男性はみんな、看護婦さんに弱いのは何故なのだ?

OL A子は思う。ああ、私なんで看護婦さんにならなかったのだろう?

(「ならなかった」ではなく、知能指数が足りないから

「なれなかった」だけの話ではないか?)

他人様の大事な命に関わる仕事は、A子には向くはずがない。

しかし、事務職のA子は
子供の頃から

歌って踊れる、陽気な看護婦さんに憧れていたのであった。

・・・・と、言うより、その衣装に身を包まれてみたい・・・

と、願っていたのだ。乙女心である。



A子は、地元付近にある作業着を販売している店に足を運ぶ。

少し暗めな店には、足袋やら農作業用の帽子が並んでいる。

店内を、指をくわえて見ているA子に「いらっしゃいませ。何を

お探しですか?」と中年女性が声をかけてきた。



「あの〜、ナースルックありますか?」と発言した馬鹿なA子に

「あのっ!何に使うんですか?」と

まるで、天然記念物でもみるかのような視線で、

質問してきた中年女性。

久々に感じる冷ややかな視線に、A子は思わず息を止めてしまった。



どうやらA子はナースに見えないらしい。

(A子の発言の仕方が、マヌケなのだ)

趣味で使うとも言えず、コスプレ大会をする、
とも言えず、

「会社の慰安旅行で、ウケ狙いで使うんです。」と、微笑みながら、

A子の頭でも思いつく最良の返答
を出してみる。



中年女性は、店の奥から大きなカタログを持ってきてくれた。

「これは、先生が着るもので、看護婦は、こっち。」と

先ほどよりも、この中年女性の、気持ちだけの親切さを

A子は隣で、カタログを見ながら感じていた。



どうやらナースルックには、色が3種類あるらしい。

「白、ピンク、水色。
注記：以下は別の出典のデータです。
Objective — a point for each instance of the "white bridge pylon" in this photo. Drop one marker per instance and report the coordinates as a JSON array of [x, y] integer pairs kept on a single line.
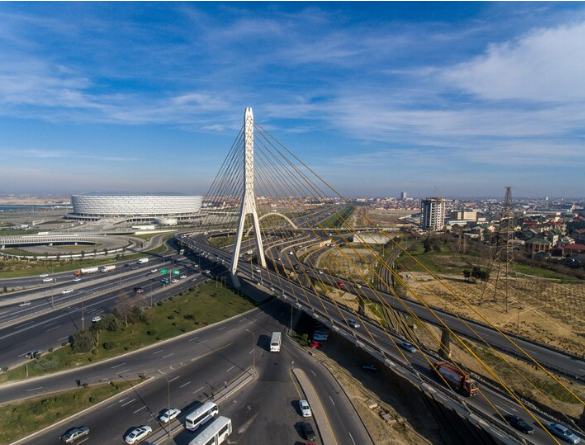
[[248, 200]]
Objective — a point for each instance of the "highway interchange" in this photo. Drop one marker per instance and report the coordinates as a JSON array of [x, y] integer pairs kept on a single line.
[[51, 329]]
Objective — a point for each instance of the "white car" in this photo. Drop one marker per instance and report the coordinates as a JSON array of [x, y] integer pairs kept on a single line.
[[137, 434], [304, 407], [169, 414]]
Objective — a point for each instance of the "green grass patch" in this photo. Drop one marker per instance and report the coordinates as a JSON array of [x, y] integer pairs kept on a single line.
[[196, 308], [19, 419]]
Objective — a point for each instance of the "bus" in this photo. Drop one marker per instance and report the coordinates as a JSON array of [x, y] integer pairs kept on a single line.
[[201, 415], [275, 342], [215, 434]]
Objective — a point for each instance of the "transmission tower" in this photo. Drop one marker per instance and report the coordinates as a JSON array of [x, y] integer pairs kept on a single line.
[[248, 200], [503, 254]]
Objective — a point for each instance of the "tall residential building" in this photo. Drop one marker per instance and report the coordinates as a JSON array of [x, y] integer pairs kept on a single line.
[[433, 214]]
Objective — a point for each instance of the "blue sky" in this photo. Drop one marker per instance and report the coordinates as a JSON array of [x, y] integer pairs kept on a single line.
[[459, 99]]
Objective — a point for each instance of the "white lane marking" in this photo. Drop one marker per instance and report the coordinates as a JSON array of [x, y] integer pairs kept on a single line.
[[351, 437]]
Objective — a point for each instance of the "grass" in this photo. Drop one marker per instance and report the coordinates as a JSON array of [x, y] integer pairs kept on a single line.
[[196, 308], [16, 419]]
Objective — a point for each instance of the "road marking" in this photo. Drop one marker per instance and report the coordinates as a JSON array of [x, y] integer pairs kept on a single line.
[[351, 437]]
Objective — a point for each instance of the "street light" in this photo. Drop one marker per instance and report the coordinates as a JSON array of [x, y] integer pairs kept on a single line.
[[253, 349]]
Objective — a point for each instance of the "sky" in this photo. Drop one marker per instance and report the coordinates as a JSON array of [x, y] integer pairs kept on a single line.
[[454, 99]]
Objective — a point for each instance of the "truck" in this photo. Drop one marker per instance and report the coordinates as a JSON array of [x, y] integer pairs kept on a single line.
[[455, 378], [86, 271]]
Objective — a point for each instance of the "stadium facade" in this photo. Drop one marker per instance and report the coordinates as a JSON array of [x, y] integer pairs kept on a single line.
[[135, 207]]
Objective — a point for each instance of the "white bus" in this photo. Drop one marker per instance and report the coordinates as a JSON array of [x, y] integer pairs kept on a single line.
[[201, 415], [275, 342], [215, 434]]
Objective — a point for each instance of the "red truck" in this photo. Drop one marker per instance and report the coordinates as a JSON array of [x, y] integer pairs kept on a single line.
[[455, 378]]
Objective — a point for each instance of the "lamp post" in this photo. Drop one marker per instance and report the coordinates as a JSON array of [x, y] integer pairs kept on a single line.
[[253, 349]]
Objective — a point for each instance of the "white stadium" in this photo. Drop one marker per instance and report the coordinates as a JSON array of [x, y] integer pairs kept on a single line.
[[135, 207]]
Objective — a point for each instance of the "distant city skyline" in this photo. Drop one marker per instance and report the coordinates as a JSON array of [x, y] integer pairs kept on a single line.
[[435, 99]]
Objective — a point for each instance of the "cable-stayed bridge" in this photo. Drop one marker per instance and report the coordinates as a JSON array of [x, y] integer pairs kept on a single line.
[[272, 219]]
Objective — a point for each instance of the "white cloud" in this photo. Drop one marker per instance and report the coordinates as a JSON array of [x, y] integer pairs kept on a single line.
[[545, 65]]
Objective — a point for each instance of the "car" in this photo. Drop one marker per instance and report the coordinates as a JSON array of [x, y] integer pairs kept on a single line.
[[369, 367], [407, 346], [169, 414], [353, 323], [304, 407], [308, 431], [518, 423], [137, 434], [74, 434], [563, 432]]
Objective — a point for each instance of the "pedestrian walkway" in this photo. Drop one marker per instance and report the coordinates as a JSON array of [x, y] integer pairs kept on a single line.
[[319, 415]]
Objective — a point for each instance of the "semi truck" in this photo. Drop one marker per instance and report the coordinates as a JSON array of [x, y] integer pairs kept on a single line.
[[455, 378], [86, 271]]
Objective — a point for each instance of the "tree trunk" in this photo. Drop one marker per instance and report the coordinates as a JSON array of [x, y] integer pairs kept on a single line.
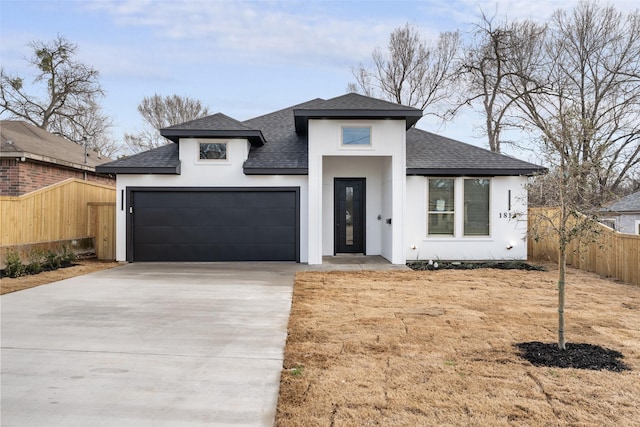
[[562, 265]]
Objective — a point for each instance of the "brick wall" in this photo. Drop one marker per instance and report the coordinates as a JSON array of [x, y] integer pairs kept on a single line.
[[17, 178]]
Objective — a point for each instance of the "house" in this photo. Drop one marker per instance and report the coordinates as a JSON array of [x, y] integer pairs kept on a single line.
[[623, 215], [32, 158], [345, 175]]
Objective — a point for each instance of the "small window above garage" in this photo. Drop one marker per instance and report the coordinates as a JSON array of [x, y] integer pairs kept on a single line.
[[213, 151]]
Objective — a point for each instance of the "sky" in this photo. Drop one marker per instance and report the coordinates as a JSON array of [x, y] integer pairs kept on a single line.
[[241, 58]]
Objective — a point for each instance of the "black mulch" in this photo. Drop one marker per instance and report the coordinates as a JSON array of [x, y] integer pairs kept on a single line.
[[447, 265], [578, 356]]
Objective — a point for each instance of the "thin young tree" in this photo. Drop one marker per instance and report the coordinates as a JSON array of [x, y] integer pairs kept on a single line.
[[411, 71], [159, 112], [63, 97], [587, 116]]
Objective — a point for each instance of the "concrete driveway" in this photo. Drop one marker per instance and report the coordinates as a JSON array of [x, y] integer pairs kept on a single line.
[[148, 345]]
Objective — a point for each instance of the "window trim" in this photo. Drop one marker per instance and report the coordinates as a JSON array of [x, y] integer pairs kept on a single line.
[[226, 158], [450, 212], [464, 179], [356, 146]]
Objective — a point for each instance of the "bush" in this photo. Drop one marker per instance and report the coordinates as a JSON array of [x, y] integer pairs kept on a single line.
[[67, 257], [14, 266], [52, 260], [35, 261]]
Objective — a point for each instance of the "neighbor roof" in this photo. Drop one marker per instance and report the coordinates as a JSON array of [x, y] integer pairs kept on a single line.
[[630, 203], [285, 149], [20, 139], [214, 126]]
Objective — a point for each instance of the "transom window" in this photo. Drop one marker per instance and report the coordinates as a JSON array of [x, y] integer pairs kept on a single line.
[[213, 151], [356, 136], [441, 207]]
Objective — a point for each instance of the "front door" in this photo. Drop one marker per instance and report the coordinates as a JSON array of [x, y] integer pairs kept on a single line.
[[349, 215]]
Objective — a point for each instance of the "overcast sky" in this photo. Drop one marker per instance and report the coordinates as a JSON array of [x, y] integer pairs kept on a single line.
[[242, 58]]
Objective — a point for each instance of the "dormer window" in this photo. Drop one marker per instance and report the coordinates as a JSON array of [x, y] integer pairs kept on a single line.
[[213, 151], [356, 136]]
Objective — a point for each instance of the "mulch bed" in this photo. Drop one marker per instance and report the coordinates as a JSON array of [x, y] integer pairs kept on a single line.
[[578, 356]]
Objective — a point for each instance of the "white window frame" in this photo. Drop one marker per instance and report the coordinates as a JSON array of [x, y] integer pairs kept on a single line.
[[356, 146], [474, 236], [607, 221], [454, 212], [225, 160]]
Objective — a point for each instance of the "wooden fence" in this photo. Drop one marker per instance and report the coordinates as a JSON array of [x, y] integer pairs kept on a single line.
[[610, 254], [71, 209]]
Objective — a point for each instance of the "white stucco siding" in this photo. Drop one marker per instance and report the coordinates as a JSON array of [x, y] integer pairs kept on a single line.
[[507, 234], [382, 163], [210, 174]]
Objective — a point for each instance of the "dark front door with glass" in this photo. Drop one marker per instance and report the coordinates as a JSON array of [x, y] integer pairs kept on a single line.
[[349, 215]]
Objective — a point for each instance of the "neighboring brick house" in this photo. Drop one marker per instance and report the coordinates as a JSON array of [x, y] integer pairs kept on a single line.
[[32, 158]]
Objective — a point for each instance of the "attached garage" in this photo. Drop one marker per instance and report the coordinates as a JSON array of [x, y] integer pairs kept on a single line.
[[213, 224]]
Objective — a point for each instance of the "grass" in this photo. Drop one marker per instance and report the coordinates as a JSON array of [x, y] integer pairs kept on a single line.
[[438, 348]]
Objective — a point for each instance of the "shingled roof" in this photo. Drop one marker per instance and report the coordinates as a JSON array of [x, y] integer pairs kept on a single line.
[[431, 154], [214, 126], [161, 160], [23, 140], [354, 106], [285, 147]]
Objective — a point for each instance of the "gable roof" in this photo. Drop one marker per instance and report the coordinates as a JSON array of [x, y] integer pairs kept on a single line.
[[161, 160], [20, 139], [431, 154], [630, 203], [354, 106], [214, 126]]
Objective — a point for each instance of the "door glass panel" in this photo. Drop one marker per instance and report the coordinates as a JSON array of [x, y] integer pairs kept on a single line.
[[349, 216]]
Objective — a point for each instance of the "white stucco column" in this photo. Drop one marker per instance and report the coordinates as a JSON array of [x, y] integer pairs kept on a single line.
[[315, 208], [399, 173]]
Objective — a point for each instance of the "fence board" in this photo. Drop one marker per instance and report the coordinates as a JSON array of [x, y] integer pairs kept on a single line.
[[611, 254], [57, 212]]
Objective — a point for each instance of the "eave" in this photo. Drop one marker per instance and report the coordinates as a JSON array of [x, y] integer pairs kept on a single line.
[[255, 137]]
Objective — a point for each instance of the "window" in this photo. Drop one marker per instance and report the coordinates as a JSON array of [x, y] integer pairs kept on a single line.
[[609, 222], [213, 151], [356, 136], [441, 207], [476, 207]]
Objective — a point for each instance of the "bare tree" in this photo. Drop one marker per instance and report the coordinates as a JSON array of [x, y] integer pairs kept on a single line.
[[496, 54], [588, 117], [67, 103], [159, 112], [589, 110], [411, 72]]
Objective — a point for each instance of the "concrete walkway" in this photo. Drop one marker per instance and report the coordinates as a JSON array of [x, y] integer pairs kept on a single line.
[[148, 345]]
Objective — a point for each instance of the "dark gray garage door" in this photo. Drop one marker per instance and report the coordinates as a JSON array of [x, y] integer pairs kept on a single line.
[[213, 225]]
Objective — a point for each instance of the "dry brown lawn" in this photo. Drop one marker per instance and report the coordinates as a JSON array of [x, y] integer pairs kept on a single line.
[[437, 348], [84, 266]]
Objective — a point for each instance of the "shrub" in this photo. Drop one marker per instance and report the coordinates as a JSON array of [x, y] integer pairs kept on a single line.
[[52, 260], [35, 261], [14, 266], [67, 257]]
何色にしますか?」と聞かれ

迷わず A子は 「ピンクでお願いします^^」と答えた。



ナースルックは特注で、1週間かかるとの事。

商品入荷後に、連絡をもらう事になった。

A子は身元を明かさなくてはならない。

しかも、コメント欄に「使用目的」を、しっかり書かされた。



A子は、「大丈夫だ。私は悪い事はしていない。」と胸を張った。

そうである。ただ、ちょっぴり奇人扱いの視線を向けられただけ

の話なのだ。

でも、A子にとってそんな事はどうでも良いのだ。

どうやら脳天気は、頭に花が咲いてるらしい。




後日、念願のナースルックが入荷したと連絡が入り、

A子は受け取りに足を伸ばした。


¥7900で、帽子は3枚も付いていたらしい。

メインのナースルックは、七部袖で後ろにベルトが付いていたようである。


スカート丈を短くカットし、勘違いのA子は、

白の網タイツで一式揃えてみた。

もう、完全に自己陶酔の世界である。

髪の毛をアップにして、気分はナイチンゲ〜ル。



どうやらウェディングドレスを着た時と、同じ気分だったらしい。

A子の心残りは「本物のナース」に見られなかったことである。